从写作手法上看,这首诗短短四句,却包含了三层转折:从追思先贤到亲手修复,从修复到伤怀,最后上升到对永恒与流逝的哲学思考。尤其是“禁得年年水上阶”这个问句,既是写实——西湖水位年年上涨淹没台阶,又是隐喻——问历史洪流中,有什么能够真正永恒存在?
作为中学生,我们可能还无法完全理解陈宝琛那种时代巨变下的复杂心境。但我们同样面临着变化和失去——熟悉的街道在改变,童年的游乐场被拆除,甚至我们的学校也在不断改建。我们也在学习告别,学习在变化中寻找永恒的价值。
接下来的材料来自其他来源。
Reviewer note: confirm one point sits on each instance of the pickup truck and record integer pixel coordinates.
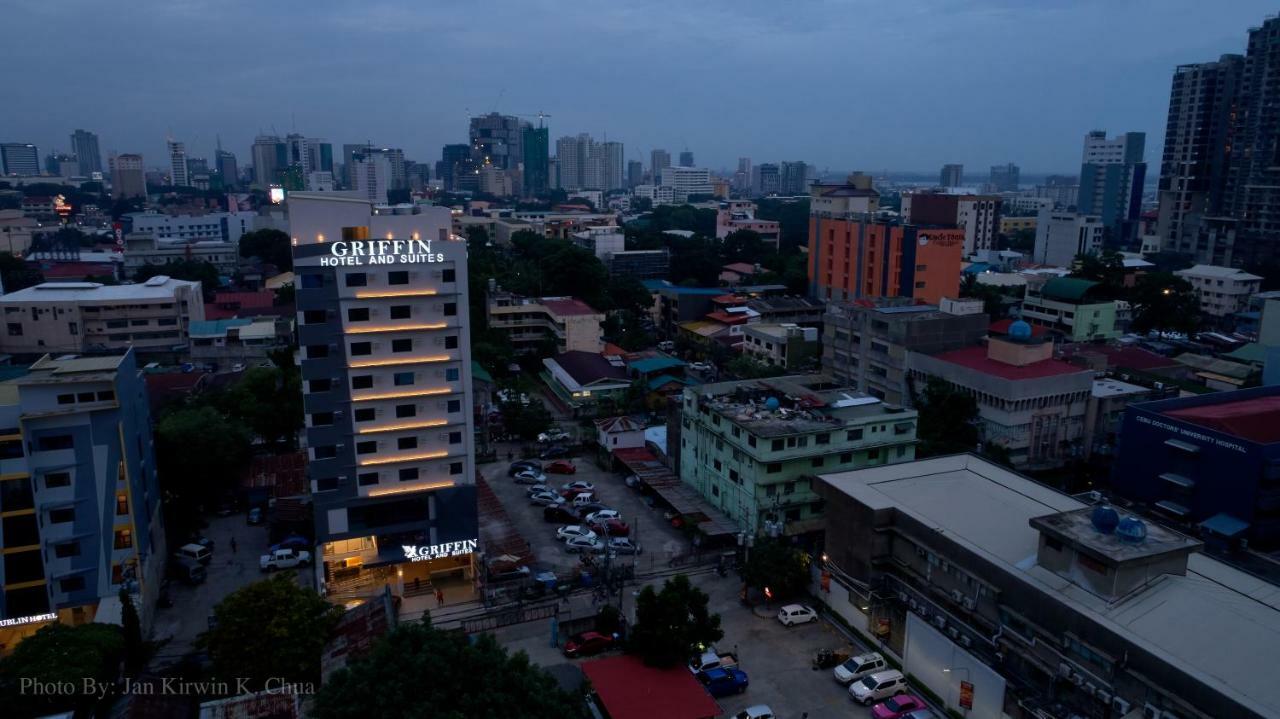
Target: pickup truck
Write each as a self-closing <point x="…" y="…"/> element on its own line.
<point x="712" y="659"/>
<point x="284" y="559"/>
<point x="723" y="681"/>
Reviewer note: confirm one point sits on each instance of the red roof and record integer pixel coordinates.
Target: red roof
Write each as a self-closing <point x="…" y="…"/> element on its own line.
<point x="976" y="358"/>
<point x="571" y="306"/>
<point x="1255" y="420"/>
<point x="629" y="690"/>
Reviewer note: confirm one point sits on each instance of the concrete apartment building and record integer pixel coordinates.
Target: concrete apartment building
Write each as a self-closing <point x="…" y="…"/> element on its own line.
<point x="1069" y="308"/>
<point x="1028" y="402"/>
<point x="78" y="317"/>
<point x="978" y="215"/>
<point x="1223" y="291"/>
<point x="750" y="448"/>
<point x="80" y="504"/>
<point x="1050" y="607"/>
<point x="382" y="297"/>
<point x="865" y="343"/>
<point x="1060" y="236"/>
<point x="531" y="323"/>
<point x="781" y="344"/>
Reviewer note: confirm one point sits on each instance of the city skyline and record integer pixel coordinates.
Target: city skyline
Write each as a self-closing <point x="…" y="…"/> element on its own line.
<point x="1114" y="83"/>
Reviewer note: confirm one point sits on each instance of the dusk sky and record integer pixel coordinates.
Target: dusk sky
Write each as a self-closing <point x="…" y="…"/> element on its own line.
<point x="842" y="85"/>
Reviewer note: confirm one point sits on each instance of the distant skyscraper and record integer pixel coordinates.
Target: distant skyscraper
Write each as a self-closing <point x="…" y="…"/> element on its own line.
<point x="19" y="159"/>
<point x="1193" y="170"/>
<point x="535" y="151"/>
<point x="87" y="155"/>
<point x="179" y="175"/>
<point x="1004" y="178"/>
<point x="128" y="178"/>
<point x="635" y="173"/>
<point x="1111" y="178"/>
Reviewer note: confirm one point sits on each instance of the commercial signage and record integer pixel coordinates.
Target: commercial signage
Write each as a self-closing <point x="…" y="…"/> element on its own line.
<point x="424" y="553"/>
<point x="30" y="619"/>
<point x="380" y="252"/>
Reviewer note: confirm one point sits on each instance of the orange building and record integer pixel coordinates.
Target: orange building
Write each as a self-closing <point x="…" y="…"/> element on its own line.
<point x="856" y="256"/>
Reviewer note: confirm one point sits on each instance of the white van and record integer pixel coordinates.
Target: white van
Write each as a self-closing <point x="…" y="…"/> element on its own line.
<point x="858" y="667"/>
<point x="195" y="552"/>
<point x="878" y="686"/>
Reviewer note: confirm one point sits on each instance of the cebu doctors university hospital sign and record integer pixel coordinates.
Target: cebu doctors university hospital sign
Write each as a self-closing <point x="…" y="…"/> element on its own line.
<point x="379" y="252"/>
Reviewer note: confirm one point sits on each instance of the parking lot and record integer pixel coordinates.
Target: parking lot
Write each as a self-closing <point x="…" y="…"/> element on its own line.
<point x="658" y="541"/>
<point x="179" y="624"/>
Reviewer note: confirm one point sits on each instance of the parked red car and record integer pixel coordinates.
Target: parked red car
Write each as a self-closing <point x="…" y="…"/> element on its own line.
<point x="612" y="529"/>
<point x="586" y="644"/>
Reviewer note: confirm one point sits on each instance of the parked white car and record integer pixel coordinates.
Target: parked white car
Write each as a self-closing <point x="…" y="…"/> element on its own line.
<point x="283" y="559"/>
<point x="572" y="531"/>
<point x="794" y="614"/>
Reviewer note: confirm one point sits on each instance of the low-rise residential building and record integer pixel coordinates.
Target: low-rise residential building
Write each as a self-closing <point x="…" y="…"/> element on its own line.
<point x="80" y="504"/>
<point x="1070" y="308"/>
<point x="781" y="344"/>
<point x="1028" y="402"/>
<point x="750" y="448"/>
<point x="1050" y="605"/>
<point x="1223" y="291"/>
<point x="77" y="317"/>
<point x="566" y="324"/>
<point x="865" y="343"/>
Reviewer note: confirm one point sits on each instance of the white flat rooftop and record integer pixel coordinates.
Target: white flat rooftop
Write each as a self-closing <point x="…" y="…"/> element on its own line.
<point x="1215" y="622"/>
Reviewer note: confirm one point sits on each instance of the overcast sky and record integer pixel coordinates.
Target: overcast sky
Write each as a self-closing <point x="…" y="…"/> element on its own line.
<point x="841" y="83"/>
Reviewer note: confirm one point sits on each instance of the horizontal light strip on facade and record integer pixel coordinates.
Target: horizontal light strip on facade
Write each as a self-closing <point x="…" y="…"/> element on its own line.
<point x="400" y="458"/>
<point x="397" y="362"/>
<point x="405" y="394"/>
<point x="396" y="293"/>
<point x="397" y="328"/>
<point x="405" y="426"/>
<point x="408" y="489"/>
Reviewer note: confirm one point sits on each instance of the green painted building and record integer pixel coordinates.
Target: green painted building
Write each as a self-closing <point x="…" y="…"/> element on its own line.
<point x="752" y="448"/>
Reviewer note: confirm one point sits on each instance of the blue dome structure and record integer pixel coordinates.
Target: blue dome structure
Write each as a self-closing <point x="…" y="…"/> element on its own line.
<point x="1132" y="530"/>
<point x="1020" y="330"/>
<point x="1105" y="518"/>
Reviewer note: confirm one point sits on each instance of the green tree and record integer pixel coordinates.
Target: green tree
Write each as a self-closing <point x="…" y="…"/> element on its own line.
<point x="1164" y="301"/>
<point x="949" y="420"/>
<point x="776" y="564"/>
<point x="60" y="654"/>
<point x="417" y="671"/>
<point x="269" y="246"/>
<point x="273" y="628"/>
<point x="672" y="623"/>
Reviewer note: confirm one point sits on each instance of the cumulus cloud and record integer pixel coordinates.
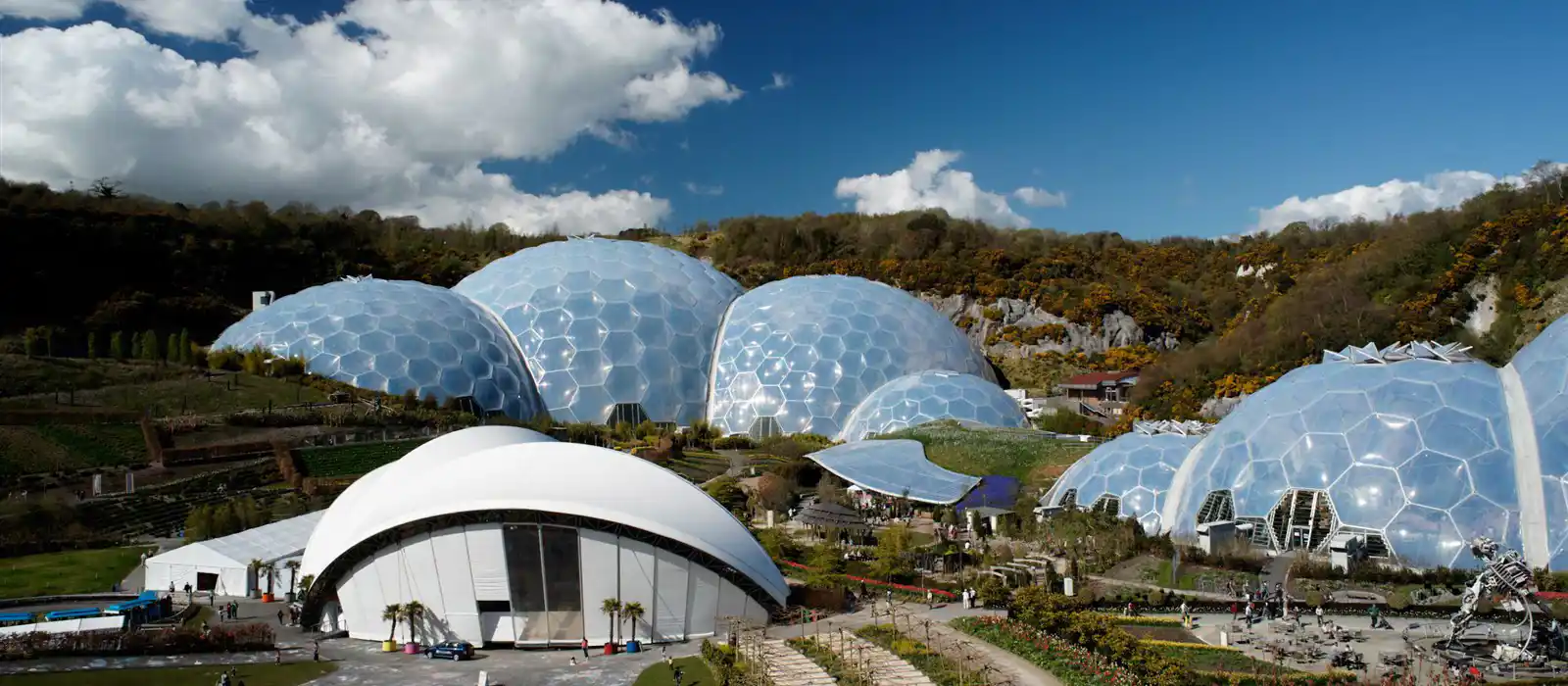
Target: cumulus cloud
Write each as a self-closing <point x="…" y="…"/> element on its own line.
<point x="396" y="118"/>
<point x="1385" y="199"/>
<point x="1040" y="198"/>
<point x="700" y="190"/>
<point x="929" y="183"/>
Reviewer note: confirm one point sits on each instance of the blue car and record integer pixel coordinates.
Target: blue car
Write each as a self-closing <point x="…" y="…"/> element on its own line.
<point x="451" y="651"/>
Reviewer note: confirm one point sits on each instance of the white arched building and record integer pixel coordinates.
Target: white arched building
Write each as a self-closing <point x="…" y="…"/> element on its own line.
<point x="509" y="536"/>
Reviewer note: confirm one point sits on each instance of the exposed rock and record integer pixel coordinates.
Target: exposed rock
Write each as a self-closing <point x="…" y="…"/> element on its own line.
<point x="1217" y="408"/>
<point x="1117" y="329"/>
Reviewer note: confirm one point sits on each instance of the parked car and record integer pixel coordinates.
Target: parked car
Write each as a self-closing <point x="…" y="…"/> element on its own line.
<point x="451" y="651"/>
这首诗教会我,重要的不是建筑物是否留存,而是我们是否记住了它们所代表的精神。就像我们读李白、杜甫,并不是要回到唐朝,而是要传承那种对美的追求和对社会的关怀。同样,我们怀念消失的古迹,不是为了活在过去,而是为了从历史中汲取力量,更好地面对未来。
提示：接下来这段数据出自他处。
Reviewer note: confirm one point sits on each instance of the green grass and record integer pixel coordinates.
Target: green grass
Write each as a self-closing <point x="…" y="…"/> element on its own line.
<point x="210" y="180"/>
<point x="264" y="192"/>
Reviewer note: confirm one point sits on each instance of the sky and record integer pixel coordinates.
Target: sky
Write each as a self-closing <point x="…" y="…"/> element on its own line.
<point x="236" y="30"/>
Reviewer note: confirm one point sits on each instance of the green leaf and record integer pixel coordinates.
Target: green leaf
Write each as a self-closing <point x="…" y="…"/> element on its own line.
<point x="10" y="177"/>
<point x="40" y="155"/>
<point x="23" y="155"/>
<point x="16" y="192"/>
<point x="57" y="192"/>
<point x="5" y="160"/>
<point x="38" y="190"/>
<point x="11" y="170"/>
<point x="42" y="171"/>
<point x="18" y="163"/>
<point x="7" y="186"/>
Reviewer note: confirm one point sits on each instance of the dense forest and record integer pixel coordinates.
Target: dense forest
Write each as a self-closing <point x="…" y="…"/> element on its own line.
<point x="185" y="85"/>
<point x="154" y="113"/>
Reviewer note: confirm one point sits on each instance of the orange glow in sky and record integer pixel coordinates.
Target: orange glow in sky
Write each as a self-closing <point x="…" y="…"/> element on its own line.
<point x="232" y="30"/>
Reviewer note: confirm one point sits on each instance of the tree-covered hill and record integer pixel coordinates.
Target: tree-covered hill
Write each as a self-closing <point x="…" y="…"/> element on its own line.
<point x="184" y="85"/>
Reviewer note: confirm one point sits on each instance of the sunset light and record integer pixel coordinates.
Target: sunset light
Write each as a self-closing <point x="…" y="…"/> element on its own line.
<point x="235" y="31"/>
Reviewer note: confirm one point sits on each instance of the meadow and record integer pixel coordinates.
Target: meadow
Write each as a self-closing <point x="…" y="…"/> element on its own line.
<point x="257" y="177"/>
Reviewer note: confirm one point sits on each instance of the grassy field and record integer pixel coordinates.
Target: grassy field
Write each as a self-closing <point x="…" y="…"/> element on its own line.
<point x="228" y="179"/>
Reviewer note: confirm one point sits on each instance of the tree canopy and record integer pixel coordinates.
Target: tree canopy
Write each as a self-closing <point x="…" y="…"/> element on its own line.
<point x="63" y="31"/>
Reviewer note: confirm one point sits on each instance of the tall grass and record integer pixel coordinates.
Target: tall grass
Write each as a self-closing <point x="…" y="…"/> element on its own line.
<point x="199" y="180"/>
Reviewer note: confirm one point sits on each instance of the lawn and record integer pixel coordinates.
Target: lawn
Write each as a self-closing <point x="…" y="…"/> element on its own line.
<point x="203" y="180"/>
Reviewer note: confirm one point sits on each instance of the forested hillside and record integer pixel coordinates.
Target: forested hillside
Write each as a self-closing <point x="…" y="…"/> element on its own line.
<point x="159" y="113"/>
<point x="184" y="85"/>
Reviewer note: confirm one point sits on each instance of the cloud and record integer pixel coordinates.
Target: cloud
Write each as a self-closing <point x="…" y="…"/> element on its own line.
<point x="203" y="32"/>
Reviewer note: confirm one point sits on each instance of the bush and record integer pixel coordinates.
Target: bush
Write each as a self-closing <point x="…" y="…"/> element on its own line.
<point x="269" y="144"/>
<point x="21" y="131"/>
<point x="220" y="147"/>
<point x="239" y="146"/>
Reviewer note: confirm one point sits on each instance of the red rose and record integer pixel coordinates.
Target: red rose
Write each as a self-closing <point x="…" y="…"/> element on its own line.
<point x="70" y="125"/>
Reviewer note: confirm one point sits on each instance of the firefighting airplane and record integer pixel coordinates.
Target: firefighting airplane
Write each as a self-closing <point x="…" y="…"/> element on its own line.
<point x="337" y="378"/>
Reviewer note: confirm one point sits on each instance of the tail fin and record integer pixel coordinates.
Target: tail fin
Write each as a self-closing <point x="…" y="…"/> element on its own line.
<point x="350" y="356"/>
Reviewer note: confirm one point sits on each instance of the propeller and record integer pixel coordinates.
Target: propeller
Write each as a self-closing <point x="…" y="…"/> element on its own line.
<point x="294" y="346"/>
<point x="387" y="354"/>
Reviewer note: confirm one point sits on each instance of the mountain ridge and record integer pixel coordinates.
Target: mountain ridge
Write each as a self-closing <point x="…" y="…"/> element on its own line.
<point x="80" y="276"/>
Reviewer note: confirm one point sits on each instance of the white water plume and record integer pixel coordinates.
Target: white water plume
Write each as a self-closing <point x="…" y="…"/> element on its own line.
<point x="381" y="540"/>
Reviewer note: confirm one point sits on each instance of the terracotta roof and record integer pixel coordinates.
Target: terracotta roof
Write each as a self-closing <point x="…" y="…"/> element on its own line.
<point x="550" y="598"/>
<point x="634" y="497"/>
站在西湖边,我忽然明白:湖水年年漫上台阶,不是为了摧毁,而是为了提醒——提醒我们一切都是暂时的,唯有记忆和精神可以穿越时间。这就是陈宝琛留给我们的启示,也是中华文明能够绵延数千年的秘密。作为新时代的青年,我们应该成为这种精神的传承者,让文化的活水永远流淌,即使外在的形式不断改变,内在的精神之火永不熄灭。
教师评语
这篇作文展现了作者较强的文本解读能力和思想深度。能够从一首短诗出发,联想到个人体验和普遍哲理,体现了良好的文学素养和思考习惯。
文章结构完整,从具体诗句分析到个人体会,再到普遍性思考,层层递进,符合论述文的基本要求。语言流畅,比喻恰当(如“历史与现实之间的墙”),显示出较强的语言表达能力。
特别值得肯定的是,作者没有停留在简单的诗词翻译层面,而是深入挖掘了诗歌的深层含义,并能够结合当代青少年的实际体验,使古典诗歌与现代生活产生对话,这是很难得的。
若说可改进之处,可能是对诗歌创作背景的理解可以更深入一些(如陈宝琛作为晚清遗老的特殊心境),但考虑到中学生知识储备的实际状况,现有的解读已经相当出色。
整体而言,这是一篇优秀的文学随笔,展现了作者对文学的敏感性和独立思考能力。